Case Presentation: A 69-year-old male with hypertension and chronic hip osteoarthritis (OA) was presented to the ED with worsening hip pain, lower back pain, and recurrent falls after he slipped in the shower and fell on his buttocks and back 3 weeks ago. CT of the lumbar spine and pelvis showed severe spinal stenosis in L3-4 and L4-5, and severe OA in both hips without effusion. His ESR was mildly elevated at 22mm/hr, with CRP at 181mg/L (normal range < 20). One isolated fever quickly resolved without evidence of infection being found, with normal WBC and Lactate at 4.4, which was back to normal level quickly without fluids or antibiotics given. All other labs were unremarkable, and he was admitted for pain control. His condition remained well and afebrile until 4 days later when he became lethargic and had less urine output. Repeated blood work found WBC at 20K/µL, lactate at 2.9mmol/L, total bilirubin at 5.7mg/dL, Creatinine up to 2.1mg/dl, CRP significantly increased to 404mg/L, and ESR at 50mm/hr. CT head/chest/abdominal and MRI hips were both unremarkable except for severe OA in both hips without effusion. Urgent bilateral hip aspiration turned out to be a “dry tap”, which requires saline injected into the joints, and broad antibiotics were started. Blood culture and fluid culture showed Streptococcus dysgalactiae. Surgery took him for left hip irrigation and debridement and found “very scant amount of purulence upon entering the joint capsule”. Hospitalization was complicated with respiratory failure requiring intubation, renal failure requiring hemodialysis, Psoas hematoma, and persistent encephalopathy slowly improving. His ambulatory function and mentation slowly improved 2 weeks after surgery.

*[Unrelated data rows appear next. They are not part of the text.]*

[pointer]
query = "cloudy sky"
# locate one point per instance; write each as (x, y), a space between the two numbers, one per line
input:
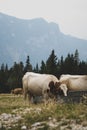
(71, 15)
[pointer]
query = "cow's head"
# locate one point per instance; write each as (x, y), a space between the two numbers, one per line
(63, 88)
(54, 87)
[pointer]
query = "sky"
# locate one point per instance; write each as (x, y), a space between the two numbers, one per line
(70, 15)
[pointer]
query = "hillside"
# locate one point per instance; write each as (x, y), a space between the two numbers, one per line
(36, 38)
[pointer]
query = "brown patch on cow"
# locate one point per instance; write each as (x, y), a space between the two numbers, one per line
(17, 91)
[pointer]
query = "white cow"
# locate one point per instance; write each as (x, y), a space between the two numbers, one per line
(39, 85)
(73, 83)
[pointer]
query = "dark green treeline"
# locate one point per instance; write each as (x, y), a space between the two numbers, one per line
(12, 78)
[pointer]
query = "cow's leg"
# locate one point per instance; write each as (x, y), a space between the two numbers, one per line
(30, 98)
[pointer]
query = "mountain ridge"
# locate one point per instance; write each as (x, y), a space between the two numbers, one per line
(36, 38)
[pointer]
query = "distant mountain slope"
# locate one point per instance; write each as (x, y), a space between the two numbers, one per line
(36, 38)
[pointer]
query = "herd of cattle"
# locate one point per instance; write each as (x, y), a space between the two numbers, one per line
(49, 86)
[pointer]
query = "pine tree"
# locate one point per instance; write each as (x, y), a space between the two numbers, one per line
(28, 66)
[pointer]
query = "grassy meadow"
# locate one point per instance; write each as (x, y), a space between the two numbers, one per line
(53, 116)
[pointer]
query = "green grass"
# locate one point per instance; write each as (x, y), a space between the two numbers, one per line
(67, 112)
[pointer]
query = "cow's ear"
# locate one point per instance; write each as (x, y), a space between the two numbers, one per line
(57, 84)
(51, 84)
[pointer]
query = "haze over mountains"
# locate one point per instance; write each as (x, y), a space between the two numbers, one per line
(36, 38)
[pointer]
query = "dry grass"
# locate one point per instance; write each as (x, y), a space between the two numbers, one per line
(41, 113)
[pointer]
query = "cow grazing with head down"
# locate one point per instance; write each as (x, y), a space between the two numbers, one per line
(73, 83)
(44, 85)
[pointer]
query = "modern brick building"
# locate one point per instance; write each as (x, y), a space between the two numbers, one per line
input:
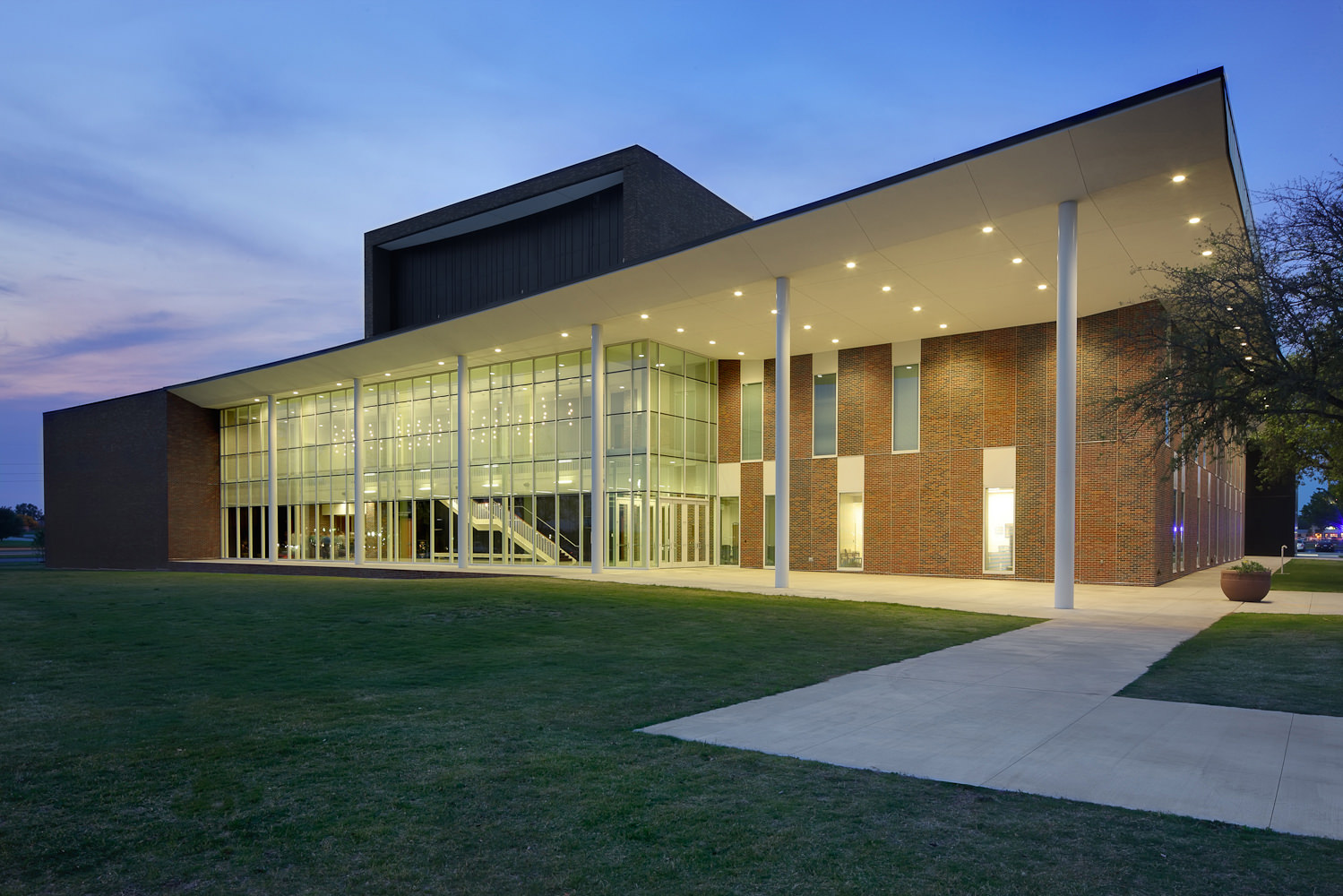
(584, 368)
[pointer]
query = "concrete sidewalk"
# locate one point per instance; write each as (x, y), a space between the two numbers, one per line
(1034, 710)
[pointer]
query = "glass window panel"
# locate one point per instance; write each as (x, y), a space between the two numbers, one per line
(521, 449)
(479, 410)
(619, 392)
(697, 367)
(670, 435)
(904, 416)
(543, 440)
(616, 358)
(823, 408)
(521, 405)
(697, 440)
(568, 403)
(1000, 530)
(544, 477)
(850, 530)
(521, 373)
(618, 433)
(697, 477)
(638, 433)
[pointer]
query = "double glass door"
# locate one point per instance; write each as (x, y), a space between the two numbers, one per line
(684, 532)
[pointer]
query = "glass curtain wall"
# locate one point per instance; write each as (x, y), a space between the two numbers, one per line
(529, 463)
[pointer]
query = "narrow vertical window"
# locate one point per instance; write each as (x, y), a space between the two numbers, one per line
(753, 421)
(904, 410)
(850, 530)
(1000, 530)
(823, 422)
(769, 530)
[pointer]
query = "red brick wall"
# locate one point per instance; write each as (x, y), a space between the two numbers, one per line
(925, 511)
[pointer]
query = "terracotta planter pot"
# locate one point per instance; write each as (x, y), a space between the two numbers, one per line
(1246, 586)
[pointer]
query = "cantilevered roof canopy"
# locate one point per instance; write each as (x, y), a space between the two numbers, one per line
(923, 234)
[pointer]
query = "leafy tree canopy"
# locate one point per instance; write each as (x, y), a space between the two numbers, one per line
(1253, 349)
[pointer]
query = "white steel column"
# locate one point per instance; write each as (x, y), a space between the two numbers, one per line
(1065, 411)
(598, 449)
(271, 478)
(358, 470)
(782, 384)
(463, 457)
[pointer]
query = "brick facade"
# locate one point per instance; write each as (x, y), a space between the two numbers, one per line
(923, 511)
(132, 482)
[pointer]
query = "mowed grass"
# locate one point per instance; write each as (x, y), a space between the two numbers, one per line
(1311, 575)
(231, 734)
(1257, 661)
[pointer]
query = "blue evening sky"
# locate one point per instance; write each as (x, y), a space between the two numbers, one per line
(185, 187)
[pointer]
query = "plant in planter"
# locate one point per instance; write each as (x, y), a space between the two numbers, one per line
(1246, 581)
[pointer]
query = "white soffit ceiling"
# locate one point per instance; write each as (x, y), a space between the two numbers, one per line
(923, 237)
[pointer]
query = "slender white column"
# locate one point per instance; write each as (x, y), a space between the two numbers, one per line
(1065, 411)
(463, 457)
(358, 471)
(271, 478)
(598, 449)
(782, 384)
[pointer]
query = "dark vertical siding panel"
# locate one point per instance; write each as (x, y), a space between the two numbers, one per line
(485, 268)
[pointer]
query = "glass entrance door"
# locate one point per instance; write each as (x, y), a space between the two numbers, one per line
(683, 532)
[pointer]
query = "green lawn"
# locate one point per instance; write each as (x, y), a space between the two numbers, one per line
(1311, 575)
(1254, 659)
(231, 734)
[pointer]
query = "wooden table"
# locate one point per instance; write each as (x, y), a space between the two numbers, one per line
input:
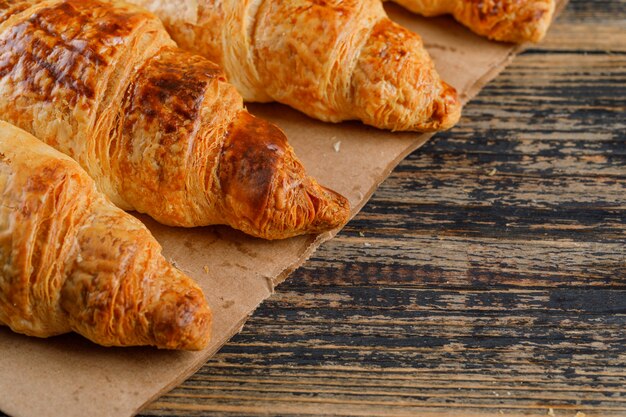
(487, 276)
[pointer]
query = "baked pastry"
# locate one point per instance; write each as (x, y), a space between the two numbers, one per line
(72, 261)
(159, 129)
(333, 60)
(515, 21)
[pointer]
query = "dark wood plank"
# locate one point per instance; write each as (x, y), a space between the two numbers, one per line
(487, 276)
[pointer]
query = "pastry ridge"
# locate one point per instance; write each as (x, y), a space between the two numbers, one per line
(516, 21)
(72, 261)
(105, 84)
(308, 54)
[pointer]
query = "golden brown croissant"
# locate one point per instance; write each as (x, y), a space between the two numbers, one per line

Discussion: This report describes an unusual presentation with painful hips without signs of joint effusion on physical exam, CT, MRI, and “dry tap” on joint aspiration, as well as a normal WBC count and is afebrile. All the above makes the diagnosis of septic arthritis least likely. The only unexplainable work-up is elevated ESR and severely elevated CRP, which made his admission VS discharge debatable. Septic arthritis has been considered an urgent surgical indication to avoid permanent damage and disability. Sometimes it is hard to tell the difference between OA, inflammation, and infection purely based on clinical findings; so, imaging looking for joint effusion [1], or other signs such as pseudocapsule dehiscence and sinus tract, have been used frequently by clinicians to screen patients for joint aspiration to rule out septic arthritis. Although it is not rare to find “dry” septic arthritis in periprosthetic hip (physical exam, imaging, and joint aspiration), a “dry” joint in a native hip usually rules out septic arthritis in practice. Recently, a 10‑year retrospective study[2] including 215 patients with dry-tap hip aspiration showed that most patients with native hip who underwent joint aspiration with a dry tap were not infected. Both ESR and CRP being normal were only seen in 14.6% (27/185) of noninfected patients and no patients with an infected hip in the native hip group and periprosthetic group.
Conclusions: “Dry” septic arthritis in native hips is rare and not as well-known as in Periprosthetic hips. If septic arthritis of the native hips is suspected clinically, even if there is no evidence of joint effusion clinically or on imaging (CT, MRI) or aspiration, biomarkers including CRP and ESR are indicators that septic arthritis is likely. If both CRP and ESR are negative, it may help to rule out Septic arthritis.